I suppose I should follow up with a constructive post...

I test hops by crushing a pellet into a glass and pouring a few ml of beer on top to rehydrate the hops. A couple of minutes later, I add a bit more beer and pour the hopped beer through a tea strainer into another glass. I then top up this hopped glass with more fresh beer. Works well and you can easily see how various amounts of extra hops change the character just by changing the ratio of hopped to unhopped beer in the drinking glass.


----------



## EalingDrop (24/1/17)

I use a French press, prepared like tea. Boiling hot water for bitterness. 50c water for aroma/flavour. Heat in both cases help to release the oils quickly.

There's debate on beer chemistry affecting hop utilisation (ph to name one). But for what I need to know, I find it gives me a purer analysis of the hops and a more accurate impression of what I have in hand.


----------



## manticle (24/1/17)

Adding hop pellets to carbonated beer will likely gush.


----------



## Benn (24/1/17)

Do you keg your beer? If so you could try keg hopping to get an idea of what your after.
Perhaps you could also make a hop tea by steeping some hops in hot water, chilling it down then draw off a measured amount with a syringe and add that to your base beer.
Some other beers you could potentially use as a base are Fat Yak & Furphie, both pretty bland but probably a better representation than XXXX etc. if you can improve any of these beers you've had a win.


----------



## Dae Tripper (25/1/17)

I have done this before, in the beginning.
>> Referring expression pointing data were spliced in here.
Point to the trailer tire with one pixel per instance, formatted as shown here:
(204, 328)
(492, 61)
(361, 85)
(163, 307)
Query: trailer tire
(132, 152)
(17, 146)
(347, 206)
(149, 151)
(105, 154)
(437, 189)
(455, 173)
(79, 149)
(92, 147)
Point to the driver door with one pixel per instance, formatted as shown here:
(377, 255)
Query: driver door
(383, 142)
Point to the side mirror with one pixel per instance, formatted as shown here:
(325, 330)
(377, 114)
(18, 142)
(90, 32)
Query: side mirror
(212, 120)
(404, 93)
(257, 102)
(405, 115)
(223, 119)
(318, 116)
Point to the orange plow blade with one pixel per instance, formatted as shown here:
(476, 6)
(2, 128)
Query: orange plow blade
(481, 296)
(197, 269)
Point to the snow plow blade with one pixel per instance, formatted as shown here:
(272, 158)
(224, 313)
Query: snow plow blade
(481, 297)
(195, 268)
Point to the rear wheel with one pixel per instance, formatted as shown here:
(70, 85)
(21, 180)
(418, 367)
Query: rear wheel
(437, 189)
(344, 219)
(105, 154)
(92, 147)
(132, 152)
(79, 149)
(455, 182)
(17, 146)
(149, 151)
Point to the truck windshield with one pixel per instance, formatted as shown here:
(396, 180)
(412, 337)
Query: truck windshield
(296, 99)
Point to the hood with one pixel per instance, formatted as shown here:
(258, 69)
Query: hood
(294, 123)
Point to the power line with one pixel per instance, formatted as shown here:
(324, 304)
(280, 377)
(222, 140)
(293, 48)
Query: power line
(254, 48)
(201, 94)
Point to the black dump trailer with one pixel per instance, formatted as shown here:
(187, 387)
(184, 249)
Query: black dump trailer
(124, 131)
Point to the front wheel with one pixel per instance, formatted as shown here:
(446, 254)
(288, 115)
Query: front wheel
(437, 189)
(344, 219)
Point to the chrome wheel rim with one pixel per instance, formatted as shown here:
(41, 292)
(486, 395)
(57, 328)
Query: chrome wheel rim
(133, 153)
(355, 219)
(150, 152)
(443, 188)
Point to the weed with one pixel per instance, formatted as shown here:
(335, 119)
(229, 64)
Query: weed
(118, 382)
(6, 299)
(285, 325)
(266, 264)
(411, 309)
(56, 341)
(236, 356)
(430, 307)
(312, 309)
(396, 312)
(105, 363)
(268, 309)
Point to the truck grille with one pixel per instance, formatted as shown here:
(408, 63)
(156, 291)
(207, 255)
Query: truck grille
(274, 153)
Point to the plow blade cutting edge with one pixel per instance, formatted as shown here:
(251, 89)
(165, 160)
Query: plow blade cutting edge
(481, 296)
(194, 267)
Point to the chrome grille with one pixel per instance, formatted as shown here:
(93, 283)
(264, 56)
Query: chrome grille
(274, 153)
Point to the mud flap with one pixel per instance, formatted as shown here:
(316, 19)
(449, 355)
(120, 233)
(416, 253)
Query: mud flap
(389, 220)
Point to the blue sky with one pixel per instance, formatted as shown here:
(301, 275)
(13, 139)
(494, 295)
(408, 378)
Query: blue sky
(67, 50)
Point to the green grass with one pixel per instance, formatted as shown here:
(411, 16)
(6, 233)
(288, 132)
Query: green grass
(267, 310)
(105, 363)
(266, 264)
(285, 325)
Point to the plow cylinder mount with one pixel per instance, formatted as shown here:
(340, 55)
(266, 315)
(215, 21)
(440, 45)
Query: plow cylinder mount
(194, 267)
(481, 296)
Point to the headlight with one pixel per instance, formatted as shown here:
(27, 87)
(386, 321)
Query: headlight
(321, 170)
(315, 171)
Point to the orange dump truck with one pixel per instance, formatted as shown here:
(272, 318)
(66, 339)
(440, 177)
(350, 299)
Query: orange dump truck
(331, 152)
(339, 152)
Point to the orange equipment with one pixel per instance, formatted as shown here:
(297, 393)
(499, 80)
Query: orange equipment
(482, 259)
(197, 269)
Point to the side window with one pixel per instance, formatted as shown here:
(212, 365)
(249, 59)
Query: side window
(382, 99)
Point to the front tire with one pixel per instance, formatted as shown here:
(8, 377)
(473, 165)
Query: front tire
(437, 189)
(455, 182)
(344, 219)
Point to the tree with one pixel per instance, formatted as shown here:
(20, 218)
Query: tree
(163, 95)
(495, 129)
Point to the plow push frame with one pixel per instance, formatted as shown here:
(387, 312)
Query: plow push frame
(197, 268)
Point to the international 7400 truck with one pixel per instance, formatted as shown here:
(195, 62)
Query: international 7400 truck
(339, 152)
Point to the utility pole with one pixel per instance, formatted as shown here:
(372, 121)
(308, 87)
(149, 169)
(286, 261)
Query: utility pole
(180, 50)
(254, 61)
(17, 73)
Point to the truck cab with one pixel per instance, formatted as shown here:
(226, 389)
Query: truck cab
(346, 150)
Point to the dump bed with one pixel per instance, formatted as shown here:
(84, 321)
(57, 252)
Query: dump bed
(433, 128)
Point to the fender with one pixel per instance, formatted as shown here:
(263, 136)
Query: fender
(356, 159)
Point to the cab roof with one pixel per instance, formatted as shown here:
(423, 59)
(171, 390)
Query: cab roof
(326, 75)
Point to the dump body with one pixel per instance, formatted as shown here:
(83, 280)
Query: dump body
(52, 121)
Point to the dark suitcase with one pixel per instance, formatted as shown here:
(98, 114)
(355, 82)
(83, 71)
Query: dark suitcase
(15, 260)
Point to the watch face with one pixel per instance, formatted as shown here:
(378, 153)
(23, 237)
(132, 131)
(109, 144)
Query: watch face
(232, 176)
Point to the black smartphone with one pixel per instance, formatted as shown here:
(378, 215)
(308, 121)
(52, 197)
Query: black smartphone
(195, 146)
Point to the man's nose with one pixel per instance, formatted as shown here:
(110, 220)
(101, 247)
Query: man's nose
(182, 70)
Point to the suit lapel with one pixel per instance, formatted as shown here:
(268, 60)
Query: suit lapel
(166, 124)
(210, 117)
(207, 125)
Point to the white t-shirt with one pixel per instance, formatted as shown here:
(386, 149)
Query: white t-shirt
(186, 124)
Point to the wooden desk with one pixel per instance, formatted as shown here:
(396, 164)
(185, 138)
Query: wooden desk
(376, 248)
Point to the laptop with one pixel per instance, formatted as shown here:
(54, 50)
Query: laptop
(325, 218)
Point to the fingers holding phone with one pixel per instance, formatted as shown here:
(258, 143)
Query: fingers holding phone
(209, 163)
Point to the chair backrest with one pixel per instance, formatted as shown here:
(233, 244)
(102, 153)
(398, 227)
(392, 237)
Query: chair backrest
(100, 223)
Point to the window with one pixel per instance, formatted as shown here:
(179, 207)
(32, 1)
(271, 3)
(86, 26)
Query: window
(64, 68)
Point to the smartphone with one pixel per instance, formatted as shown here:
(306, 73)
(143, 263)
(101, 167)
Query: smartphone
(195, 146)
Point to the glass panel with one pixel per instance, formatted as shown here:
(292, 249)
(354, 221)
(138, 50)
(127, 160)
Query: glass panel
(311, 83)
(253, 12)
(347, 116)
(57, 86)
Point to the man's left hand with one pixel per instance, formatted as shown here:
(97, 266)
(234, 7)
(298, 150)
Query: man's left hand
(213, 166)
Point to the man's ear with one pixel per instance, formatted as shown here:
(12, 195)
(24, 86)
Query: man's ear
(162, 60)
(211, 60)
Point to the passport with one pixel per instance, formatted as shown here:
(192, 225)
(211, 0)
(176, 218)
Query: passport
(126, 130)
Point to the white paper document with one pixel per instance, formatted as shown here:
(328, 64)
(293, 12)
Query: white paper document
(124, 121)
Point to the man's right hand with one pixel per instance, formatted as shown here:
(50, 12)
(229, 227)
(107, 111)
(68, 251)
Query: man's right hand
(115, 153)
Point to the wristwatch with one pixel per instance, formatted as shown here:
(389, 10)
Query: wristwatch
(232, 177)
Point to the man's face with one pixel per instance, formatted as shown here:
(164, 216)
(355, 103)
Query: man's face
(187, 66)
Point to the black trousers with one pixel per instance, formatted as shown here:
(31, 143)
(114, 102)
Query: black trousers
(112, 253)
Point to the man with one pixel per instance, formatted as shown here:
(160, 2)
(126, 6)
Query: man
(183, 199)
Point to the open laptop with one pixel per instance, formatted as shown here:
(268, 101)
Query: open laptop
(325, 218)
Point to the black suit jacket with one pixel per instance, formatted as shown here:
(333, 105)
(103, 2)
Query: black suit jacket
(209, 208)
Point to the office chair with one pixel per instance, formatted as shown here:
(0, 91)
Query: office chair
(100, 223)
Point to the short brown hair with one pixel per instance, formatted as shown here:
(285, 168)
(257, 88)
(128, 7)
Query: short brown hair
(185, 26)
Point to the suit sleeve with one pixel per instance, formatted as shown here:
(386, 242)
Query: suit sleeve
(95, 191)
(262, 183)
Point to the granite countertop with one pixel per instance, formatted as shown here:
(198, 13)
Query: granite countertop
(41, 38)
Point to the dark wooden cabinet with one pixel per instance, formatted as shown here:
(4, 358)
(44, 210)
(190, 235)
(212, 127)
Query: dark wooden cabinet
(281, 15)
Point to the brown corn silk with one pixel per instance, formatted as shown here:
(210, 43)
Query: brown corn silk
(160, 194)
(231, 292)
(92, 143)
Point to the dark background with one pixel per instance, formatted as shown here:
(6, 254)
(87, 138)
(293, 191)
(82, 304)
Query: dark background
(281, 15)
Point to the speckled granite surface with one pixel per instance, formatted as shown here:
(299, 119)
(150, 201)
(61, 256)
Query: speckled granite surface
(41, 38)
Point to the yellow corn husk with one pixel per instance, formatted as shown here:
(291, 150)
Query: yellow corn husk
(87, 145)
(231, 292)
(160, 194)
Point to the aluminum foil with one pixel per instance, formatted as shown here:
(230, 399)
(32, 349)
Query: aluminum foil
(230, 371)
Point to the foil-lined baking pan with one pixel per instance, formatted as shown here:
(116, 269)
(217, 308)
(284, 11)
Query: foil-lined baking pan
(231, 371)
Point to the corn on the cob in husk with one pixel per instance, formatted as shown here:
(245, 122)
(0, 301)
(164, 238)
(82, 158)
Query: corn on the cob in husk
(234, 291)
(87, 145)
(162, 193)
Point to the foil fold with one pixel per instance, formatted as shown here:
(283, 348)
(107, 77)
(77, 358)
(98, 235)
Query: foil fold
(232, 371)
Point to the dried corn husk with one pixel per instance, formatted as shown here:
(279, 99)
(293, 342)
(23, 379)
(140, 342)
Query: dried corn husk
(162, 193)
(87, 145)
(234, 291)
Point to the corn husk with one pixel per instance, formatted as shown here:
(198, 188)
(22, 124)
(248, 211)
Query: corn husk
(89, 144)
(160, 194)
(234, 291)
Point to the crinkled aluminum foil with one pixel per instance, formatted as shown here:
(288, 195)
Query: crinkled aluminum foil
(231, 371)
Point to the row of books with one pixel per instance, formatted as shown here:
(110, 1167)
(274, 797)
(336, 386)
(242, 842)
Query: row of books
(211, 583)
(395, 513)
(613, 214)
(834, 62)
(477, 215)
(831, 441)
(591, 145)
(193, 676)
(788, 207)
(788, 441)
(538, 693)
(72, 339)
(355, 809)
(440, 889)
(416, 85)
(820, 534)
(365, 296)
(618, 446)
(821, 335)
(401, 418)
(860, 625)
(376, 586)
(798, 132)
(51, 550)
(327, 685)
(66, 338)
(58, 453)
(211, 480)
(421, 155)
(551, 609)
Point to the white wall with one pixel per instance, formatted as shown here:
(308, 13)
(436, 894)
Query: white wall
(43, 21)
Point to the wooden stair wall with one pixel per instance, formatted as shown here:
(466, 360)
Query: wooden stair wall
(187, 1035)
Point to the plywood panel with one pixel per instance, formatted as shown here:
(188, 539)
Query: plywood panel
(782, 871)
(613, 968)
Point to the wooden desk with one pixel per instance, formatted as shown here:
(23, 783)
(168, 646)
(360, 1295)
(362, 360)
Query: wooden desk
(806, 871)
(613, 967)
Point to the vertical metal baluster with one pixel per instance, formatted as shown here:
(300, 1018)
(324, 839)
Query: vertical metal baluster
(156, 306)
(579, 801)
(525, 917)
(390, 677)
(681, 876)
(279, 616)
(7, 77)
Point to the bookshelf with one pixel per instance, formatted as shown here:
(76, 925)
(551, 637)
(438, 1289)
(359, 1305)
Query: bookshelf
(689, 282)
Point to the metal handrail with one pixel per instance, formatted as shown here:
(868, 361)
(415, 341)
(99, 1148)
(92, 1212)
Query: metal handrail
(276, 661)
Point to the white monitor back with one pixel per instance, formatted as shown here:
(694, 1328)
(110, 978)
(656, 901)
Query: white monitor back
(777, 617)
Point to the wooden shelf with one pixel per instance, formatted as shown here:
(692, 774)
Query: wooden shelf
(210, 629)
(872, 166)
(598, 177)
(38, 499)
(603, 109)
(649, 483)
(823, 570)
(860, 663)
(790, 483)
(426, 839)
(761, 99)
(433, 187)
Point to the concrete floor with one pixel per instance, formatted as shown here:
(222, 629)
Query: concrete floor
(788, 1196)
A very good way to mix hops to give guidance. Must do it again soon, after a LHBs trip.



EalingDrop said:


> I use a French press, prepared like tea. Boiling hot water for bitterness. 50c water for aroma/flavour. Heat in both cases help to release the oils quickly.
> There's debate on beer chemistry affecting hop utilisation (ph to name one). But for what I need to know, I find it gives me a purer analysis of the hops and a more accurate impression of what I have in hand.


----------